How do I calculate the derivative of the function T_el with respect to yd?

[1Keenan]

Hello,

I would need some help in calculating the derivative of the function T_el in the attached image.
I want to calculate d T_el /d yd, where yd is the variable and it appears in the term I called A_elSide. Its expression is again in the image.
Numbers you see are not important.Just to explain what I am trying to do:
I want to calculate energy resolution of a magnetic spectrometer (which means distance between two energy point) and it can be calculated as (dT/dy)*spotsize, basically the derivative of the energy with respect to the position on the detector and multiplied by the "nominal" beam spot size.

This means I need to express the energy as a function of the beam position.
Beam position at the detector plane is yd=R*sin(theta)+(d*tg(theta)

First term (R*sin(theta)) is the y coordinate at the magnet output, second term ((d*tg(theta) ) is the additional displacement in the drift d between magnet and detector.
Kinetic energy is in the bending radius R, so doing some math I got an expression for the kinetic enexrgy, which is T_el in the pictureExpression for T_el has an element A_elSide, cotaining the position on the detector (yd), which is the variable with respect I should do the derivative.

An now I need help, I did it already 4 times and I got 4 different results...
Any help?

 

[BvU]

I got 4 different results...

I don't see any of them.

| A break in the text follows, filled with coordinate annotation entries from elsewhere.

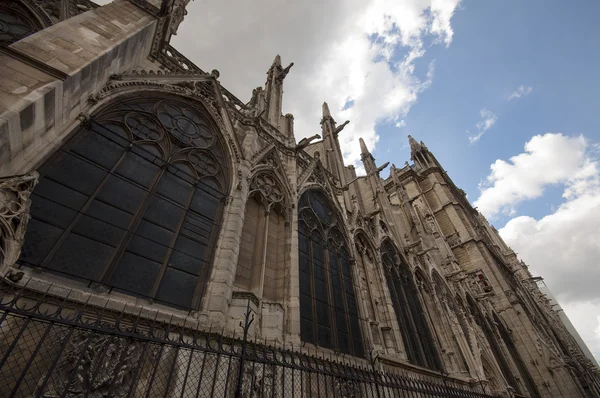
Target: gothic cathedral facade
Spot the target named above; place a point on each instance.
(132, 181)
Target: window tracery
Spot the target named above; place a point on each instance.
(134, 202)
(417, 336)
(329, 315)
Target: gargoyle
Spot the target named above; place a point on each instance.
(304, 142)
(383, 166)
(347, 186)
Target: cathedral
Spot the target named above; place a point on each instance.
(162, 238)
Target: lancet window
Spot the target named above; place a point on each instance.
(134, 201)
(328, 306)
(417, 336)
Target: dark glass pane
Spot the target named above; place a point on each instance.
(177, 288)
(346, 266)
(320, 288)
(324, 336)
(304, 282)
(155, 233)
(196, 228)
(99, 230)
(323, 313)
(319, 273)
(98, 149)
(147, 248)
(81, 257)
(122, 194)
(333, 266)
(358, 347)
(205, 203)
(136, 168)
(164, 213)
(51, 212)
(341, 322)
(59, 193)
(135, 274)
(129, 138)
(338, 298)
(40, 238)
(306, 331)
(302, 240)
(111, 214)
(304, 262)
(343, 343)
(354, 326)
(174, 188)
(186, 263)
(190, 247)
(77, 174)
(318, 252)
(306, 306)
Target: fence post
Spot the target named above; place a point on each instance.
(247, 322)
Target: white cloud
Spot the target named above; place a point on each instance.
(548, 159)
(521, 91)
(364, 50)
(564, 246)
(488, 119)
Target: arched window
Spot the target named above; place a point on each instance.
(16, 22)
(501, 359)
(328, 308)
(418, 339)
(134, 201)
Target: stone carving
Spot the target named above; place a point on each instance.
(177, 15)
(14, 214)
(268, 186)
(97, 366)
(347, 388)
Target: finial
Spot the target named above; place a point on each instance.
(326, 110)
(414, 145)
(277, 60)
(363, 147)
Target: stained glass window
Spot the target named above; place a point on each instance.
(416, 334)
(328, 309)
(133, 202)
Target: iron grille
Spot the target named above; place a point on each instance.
(51, 347)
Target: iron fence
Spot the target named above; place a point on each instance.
(53, 347)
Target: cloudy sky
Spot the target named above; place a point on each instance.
(503, 92)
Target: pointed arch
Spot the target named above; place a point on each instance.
(329, 315)
(417, 336)
(261, 261)
(451, 336)
(134, 200)
(516, 357)
(499, 356)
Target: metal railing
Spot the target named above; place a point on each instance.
(53, 347)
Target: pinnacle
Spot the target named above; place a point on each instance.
(326, 110)
(363, 147)
(277, 60)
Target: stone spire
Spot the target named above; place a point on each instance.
(414, 146)
(273, 97)
(326, 112)
(419, 153)
(366, 157)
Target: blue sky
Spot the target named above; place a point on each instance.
(551, 46)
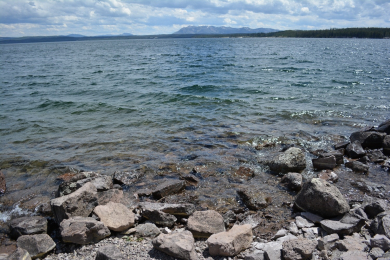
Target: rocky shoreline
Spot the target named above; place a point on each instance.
(92, 218)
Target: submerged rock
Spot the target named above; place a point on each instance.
(321, 198)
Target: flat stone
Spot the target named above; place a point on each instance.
(81, 230)
(178, 244)
(298, 249)
(115, 216)
(205, 223)
(36, 245)
(232, 242)
(27, 226)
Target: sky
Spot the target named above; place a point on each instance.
(146, 17)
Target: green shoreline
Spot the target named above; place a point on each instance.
(372, 33)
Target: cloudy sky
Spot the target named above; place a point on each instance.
(143, 17)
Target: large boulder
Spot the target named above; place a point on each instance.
(79, 203)
(80, 230)
(292, 160)
(321, 198)
(368, 139)
(203, 224)
(27, 226)
(36, 245)
(232, 242)
(177, 244)
(115, 216)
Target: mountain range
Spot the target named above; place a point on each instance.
(221, 30)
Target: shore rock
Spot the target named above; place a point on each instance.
(27, 226)
(355, 150)
(293, 180)
(321, 198)
(81, 230)
(203, 224)
(292, 160)
(79, 203)
(168, 187)
(232, 242)
(109, 252)
(36, 245)
(115, 216)
(183, 210)
(298, 249)
(178, 244)
(253, 199)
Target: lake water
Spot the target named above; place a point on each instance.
(175, 104)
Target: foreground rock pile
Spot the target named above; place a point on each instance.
(93, 218)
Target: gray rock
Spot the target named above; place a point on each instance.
(115, 216)
(324, 163)
(342, 229)
(293, 180)
(355, 150)
(380, 241)
(357, 167)
(368, 139)
(299, 249)
(178, 244)
(80, 230)
(109, 252)
(79, 203)
(36, 245)
(203, 224)
(232, 242)
(159, 218)
(321, 198)
(253, 199)
(19, 254)
(27, 226)
(183, 210)
(168, 187)
(292, 160)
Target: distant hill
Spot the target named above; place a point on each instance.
(221, 30)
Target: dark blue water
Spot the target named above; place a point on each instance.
(108, 105)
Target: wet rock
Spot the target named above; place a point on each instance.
(3, 185)
(322, 198)
(328, 242)
(329, 176)
(36, 245)
(19, 254)
(178, 244)
(159, 218)
(203, 224)
(81, 230)
(355, 150)
(27, 226)
(324, 163)
(373, 206)
(342, 229)
(253, 199)
(126, 178)
(109, 252)
(357, 167)
(298, 249)
(380, 241)
(168, 187)
(232, 242)
(293, 180)
(183, 210)
(113, 195)
(79, 203)
(115, 216)
(368, 139)
(292, 160)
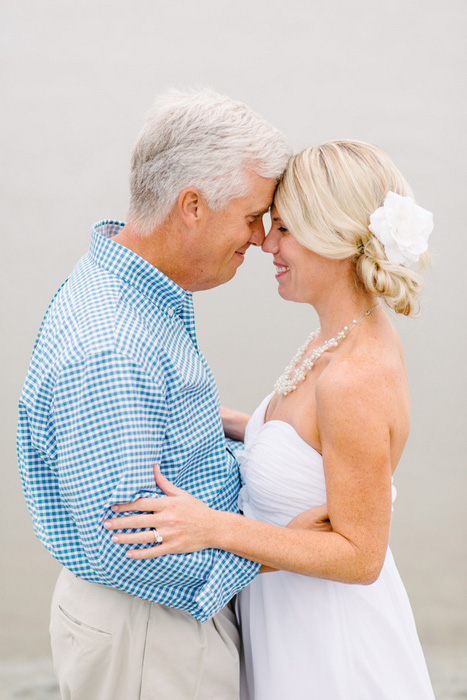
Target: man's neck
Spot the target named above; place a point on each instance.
(160, 249)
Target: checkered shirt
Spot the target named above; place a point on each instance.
(117, 383)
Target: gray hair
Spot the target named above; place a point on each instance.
(203, 140)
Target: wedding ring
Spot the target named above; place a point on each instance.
(157, 537)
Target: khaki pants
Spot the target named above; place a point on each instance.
(108, 645)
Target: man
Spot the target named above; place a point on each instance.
(117, 383)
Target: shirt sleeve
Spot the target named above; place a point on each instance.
(110, 419)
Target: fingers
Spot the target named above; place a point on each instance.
(164, 484)
(148, 552)
(130, 521)
(154, 505)
(144, 537)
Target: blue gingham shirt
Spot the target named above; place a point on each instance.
(117, 383)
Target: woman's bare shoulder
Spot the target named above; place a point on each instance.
(373, 372)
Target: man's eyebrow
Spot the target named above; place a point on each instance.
(260, 212)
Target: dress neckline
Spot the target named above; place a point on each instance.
(284, 422)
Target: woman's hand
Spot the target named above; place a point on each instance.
(313, 519)
(234, 423)
(184, 522)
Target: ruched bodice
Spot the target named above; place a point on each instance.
(271, 493)
(311, 639)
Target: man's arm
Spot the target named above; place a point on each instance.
(110, 420)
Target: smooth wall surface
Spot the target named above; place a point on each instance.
(77, 78)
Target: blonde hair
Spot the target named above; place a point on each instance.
(326, 197)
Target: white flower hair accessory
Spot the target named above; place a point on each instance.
(403, 228)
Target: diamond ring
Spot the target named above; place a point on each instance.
(157, 537)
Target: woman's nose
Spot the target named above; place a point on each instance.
(257, 234)
(271, 242)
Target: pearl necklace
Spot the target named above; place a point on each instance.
(288, 382)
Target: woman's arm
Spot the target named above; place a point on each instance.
(234, 423)
(355, 438)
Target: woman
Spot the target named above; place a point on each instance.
(344, 234)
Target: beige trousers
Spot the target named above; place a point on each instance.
(108, 645)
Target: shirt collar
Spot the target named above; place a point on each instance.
(133, 269)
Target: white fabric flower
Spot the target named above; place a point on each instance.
(403, 228)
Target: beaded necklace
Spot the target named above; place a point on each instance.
(290, 379)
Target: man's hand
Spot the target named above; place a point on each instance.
(312, 519)
(234, 423)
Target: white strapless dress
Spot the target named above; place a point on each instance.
(306, 638)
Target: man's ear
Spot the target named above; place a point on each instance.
(191, 206)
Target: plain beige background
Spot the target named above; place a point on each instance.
(77, 78)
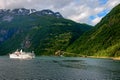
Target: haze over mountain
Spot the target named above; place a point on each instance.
(103, 39)
(43, 32)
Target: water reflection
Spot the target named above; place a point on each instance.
(56, 68)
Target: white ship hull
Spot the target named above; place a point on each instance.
(22, 55)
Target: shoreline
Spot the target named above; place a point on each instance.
(113, 58)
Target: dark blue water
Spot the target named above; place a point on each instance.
(59, 68)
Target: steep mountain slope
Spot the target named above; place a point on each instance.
(103, 40)
(43, 32)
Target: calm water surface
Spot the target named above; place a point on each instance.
(59, 68)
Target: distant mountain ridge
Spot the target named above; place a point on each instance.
(43, 32)
(103, 39)
(23, 11)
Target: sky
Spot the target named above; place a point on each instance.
(81, 11)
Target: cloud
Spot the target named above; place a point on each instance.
(77, 10)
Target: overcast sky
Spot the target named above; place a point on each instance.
(82, 11)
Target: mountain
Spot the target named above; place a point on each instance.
(43, 32)
(103, 39)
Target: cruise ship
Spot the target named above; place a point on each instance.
(22, 55)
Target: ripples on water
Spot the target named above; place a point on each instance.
(59, 68)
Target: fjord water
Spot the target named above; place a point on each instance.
(59, 68)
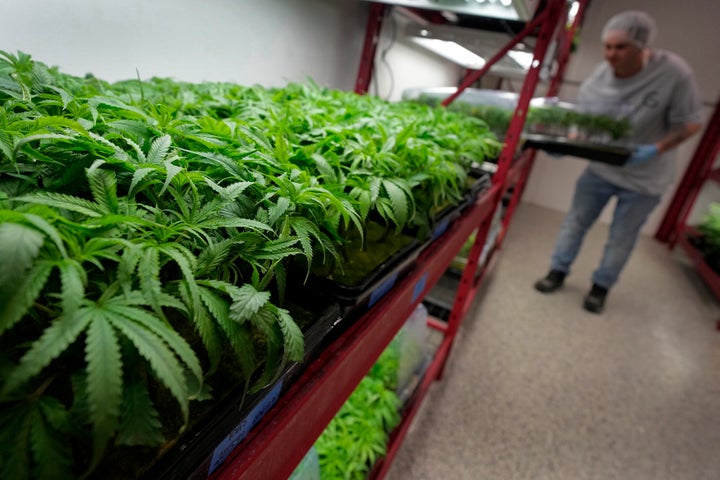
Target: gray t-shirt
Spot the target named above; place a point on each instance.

Telepathic capabilities severely limited.
And please, $\LaTeX$, not pictures. Do you want us to do it for you ?

 

[1Keenan]

no, I don't want you to do it for me, off course!
I didn't posted them because they are wrong.

My strategy is to derive it as a sqrt((a+f(x))^2) but I guess it doesn't work properly...

 

[BvU]

To me it seems the tough part is inverting

yd=R*sin(theta)+(d*tg(theta) )

so I wonder if $\theta$ is small enough to approximate linearly.
(by the way, the thing is called tan, not tg )

My strategy is to derive it as a sqrt((a+f(x))^2)

So what is $${d\over dz} \, \sqrt {a+z^2} \quad ? $$

I didn't posted them because they are wrong.

Post what you think is the best one and solicit comments

 

[1Keenan]

Tan or tg is the same...
I'll redo the calculation tomorrow, I think I made a mess with all the other constant terms

 

[1Keenan]

ok, I did calculation and the most reasonable result is attached here.

There is a problem, it doesn't work at all...
any help?

 

[BvU]

I tried to help in post #4. Did it not help ?

 

[1Keenan]

Yes, you did.
I forgot to tell you that theta is not small to approximate sin(theta) = theta.

I think I'm messing up with the constants. Or do you see any huge mistake in the derivative?